Co-Authored-By: Claude Opus 4.6 <noreply@anthropic.com>
With case-sensitive names, client would add the same column twice if
the user used the same name in different case.
QwpTableBuffer.createColumn() created new column buffers with
size = 0 regardless of how many rows were already committed.
When the caller added a value for the current row, it landed at
position 0 (the first row's slot). The subsequent nextRow() call
padded nulls after the value, misaligning the column data with
all other columns.

The fix pre-pads the new column with nulls for all committed
rows so the next value lands at the correct row position.

Co-Authored-By: Claude Opus 4.6 (1M context) <noreply@anthropic.com>
When user would add a value to the same column column twice for the 
current row, client would write that as the value for the next row,
breaking the invariant that all cols have the same length.
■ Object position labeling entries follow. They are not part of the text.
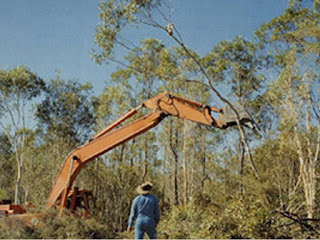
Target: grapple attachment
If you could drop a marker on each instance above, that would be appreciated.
(228, 117)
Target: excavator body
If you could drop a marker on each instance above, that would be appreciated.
(113, 135)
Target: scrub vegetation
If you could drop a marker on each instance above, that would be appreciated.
(211, 183)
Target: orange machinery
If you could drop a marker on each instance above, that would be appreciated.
(162, 105)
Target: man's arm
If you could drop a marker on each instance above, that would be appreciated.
(157, 211)
(133, 213)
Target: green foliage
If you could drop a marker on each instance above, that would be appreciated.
(66, 110)
(114, 16)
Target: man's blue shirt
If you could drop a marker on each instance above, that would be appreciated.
(145, 206)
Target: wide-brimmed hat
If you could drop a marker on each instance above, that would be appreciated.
(144, 188)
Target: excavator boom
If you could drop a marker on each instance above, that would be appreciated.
(162, 105)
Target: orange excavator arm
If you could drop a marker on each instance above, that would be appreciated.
(163, 105)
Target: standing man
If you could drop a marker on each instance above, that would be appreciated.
(145, 209)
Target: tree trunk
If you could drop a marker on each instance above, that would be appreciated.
(185, 160)
(175, 157)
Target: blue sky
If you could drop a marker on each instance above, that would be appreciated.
(51, 35)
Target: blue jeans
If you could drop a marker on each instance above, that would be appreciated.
(145, 225)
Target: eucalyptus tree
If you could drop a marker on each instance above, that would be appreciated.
(6, 166)
(66, 119)
(292, 43)
(234, 63)
(18, 87)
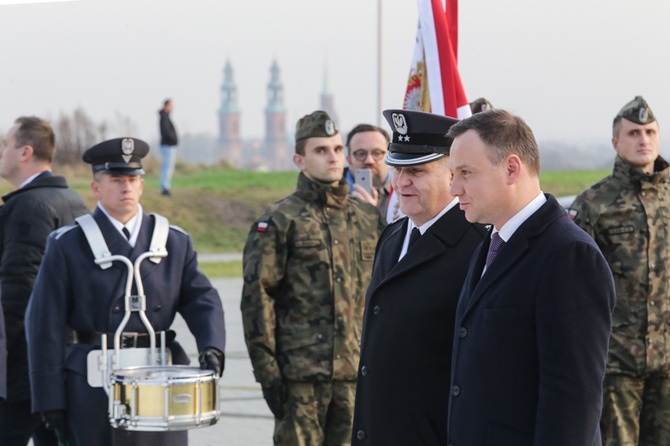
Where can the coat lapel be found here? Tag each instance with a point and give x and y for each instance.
(515, 248)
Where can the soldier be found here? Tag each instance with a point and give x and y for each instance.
(366, 148)
(74, 291)
(627, 214)
(307, 263)
(41, 203)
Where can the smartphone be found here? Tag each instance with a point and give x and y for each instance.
(364, 178)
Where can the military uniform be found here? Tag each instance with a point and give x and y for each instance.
(72, 291)
(627, 214)
(307, 263)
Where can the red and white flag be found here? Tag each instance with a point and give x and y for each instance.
(434, 83)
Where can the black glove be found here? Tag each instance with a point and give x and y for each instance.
(54, 421)
(212, 359)
(275, 396)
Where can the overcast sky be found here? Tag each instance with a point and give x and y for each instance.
(566, 66)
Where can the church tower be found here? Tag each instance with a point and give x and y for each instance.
(276, 141)
(230, 141)
(327, 99)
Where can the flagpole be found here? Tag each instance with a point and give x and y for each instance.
(380, 81)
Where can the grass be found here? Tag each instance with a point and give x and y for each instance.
(217, 205)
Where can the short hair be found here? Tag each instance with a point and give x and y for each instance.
(38, 134)
(360, 128)
(504, 134)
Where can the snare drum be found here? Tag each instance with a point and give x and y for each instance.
(155, 398)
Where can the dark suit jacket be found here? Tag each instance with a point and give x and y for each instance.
(403, 380)
(531, 339)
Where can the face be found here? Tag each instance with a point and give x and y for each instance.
(482, 188)
(370, 147)
(118, 194)
(423, 190)
(10, 156)
(323, 160)
(638, 144)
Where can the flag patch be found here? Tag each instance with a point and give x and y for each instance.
(262, 226)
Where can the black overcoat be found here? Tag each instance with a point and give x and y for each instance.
(532, 336)
(403, 379)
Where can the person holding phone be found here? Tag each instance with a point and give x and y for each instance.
(366, 149)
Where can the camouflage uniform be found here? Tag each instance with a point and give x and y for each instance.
(307, 264)
(627, 214)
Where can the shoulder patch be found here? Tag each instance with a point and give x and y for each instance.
(177, 228)
(57, 233)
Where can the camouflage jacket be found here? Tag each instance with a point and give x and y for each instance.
(307, 264)
(627, 214)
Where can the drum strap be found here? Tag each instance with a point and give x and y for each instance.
(99, 247)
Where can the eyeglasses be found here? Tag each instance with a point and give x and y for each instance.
(362, 155)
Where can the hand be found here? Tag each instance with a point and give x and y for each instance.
(54, 420)
(362, 194)
(275, 396)
(212, 359)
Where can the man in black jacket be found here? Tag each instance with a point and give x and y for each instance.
(41, 203)
(168, 146)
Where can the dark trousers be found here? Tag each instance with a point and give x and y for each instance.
(18, 425)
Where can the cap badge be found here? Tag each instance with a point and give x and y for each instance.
(644, 114)
(127, 147)
(400, 123)
(329, 127)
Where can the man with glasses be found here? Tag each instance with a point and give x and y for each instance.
(366, 149)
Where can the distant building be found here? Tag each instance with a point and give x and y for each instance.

Fix is to align behavior with ILP: first write wins, others silently
ignored.
flushSync() wraps the NullPointerException from sendBinary()
on a null client in a LineSenderException via its
catch (Throwable) block. The test was catching the unwrapped
NullPointerException, which never arrived, causing the test
to fail with an unhandled LineSenderException.

Co-Authored-By: Claude Opus 4.6 <noreply@anthropic.com>
QwpWebSocketSender.checkedColumnName() validated every column
name on every row write, even though getOrCreateColumn() finds
the column already exists in most cases. Move the validation
into QwpTableBuffer.getOrCreateColumn() so it runs only when a
new column is created.

Add getOrCreateDesignatedTimestampColumn() for the designated
timestamp, which uses an empty-string sentinel name and must
bypass column name validation. Both QwpWebSocketSender and
QwpUdpSender now use this dedicated method.

Co-Authored-By: Claude Opus 4.6 (1M context) <noreply@anthropic.com>
"Nullable" is a confusing concept due to QuestDB null sentinels, which
means a "non-nullable" column could still hold nulls via sentinel
values.
this avoid extra work when just global dictionary is needed
we need to keep the per-column dictionaries due to UDP. for now.